We can substitute this expression for a into Equation 1 to solve for b:
6.5c + 0.65d = 10(1.25c + 0.03d) + b
Expanding and simplifying the equation:
6.5c + 0.65d = 12.5c + 0.3d + b
6.5c + 0.65d - 12.5c - 0.3d = b
(-6c + 0.35d) = b (Equation 4)
Now we have expressions for both a and b in terms of c and d.
Next, we can substitute the values of a and b into the original rational function and set it equal to 80% (0.8). We will solve for n, the number of hours studied:
p(n) = (an + b)/(cn + d)
0.8 = [(1.25c + 0.03d)n + (-6c + 0.35d)]/(cn + d)
Cross-multiplying to eliminate the denominator:
0.8(cn + d) = (1.25cn + 0.03dn - 6c + 0.35d)n + (-6c + 0.35d)
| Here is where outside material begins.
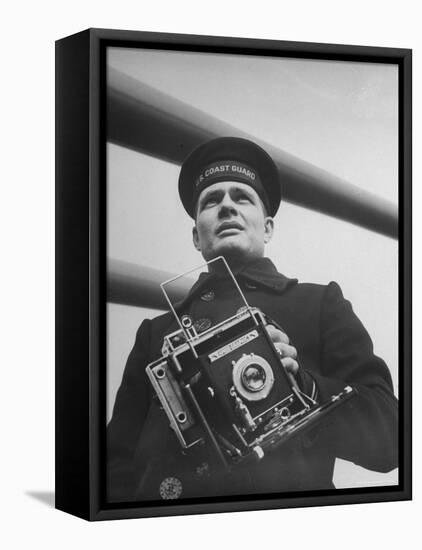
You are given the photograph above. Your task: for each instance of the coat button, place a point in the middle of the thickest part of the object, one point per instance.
(208, 296)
Expanding and simplifying the equation:
0.8cn + 0.8d = 1.25cn^2 + 0.03dn^2 - 6cn + 0.35dn - 6cn + 0.35d
1.25cn^2 + 0.03dn^2 - 13.8cn + 0.7dn - 0.8cn - 0.35dn + 6cn - 0.35d - 0.8cn - 0.8d = 0
Combining like terms:
1.25cn^2 + 0.03dn^2 - 8.75cn + 0.3dn - 1.15d = 0 (Equation 5)
Now, we have a quadratic equation (Equation 5) that represents the relationship between the number of hours studied (n) and the desired score (p(n) = 80%).
To find the solution for n, you can solve this quadratic equation using various methods (e.g., factoring, completing the square, quadratic formula).
Once you find the values of n, you will know how long you need to study to achieve a score of 80%.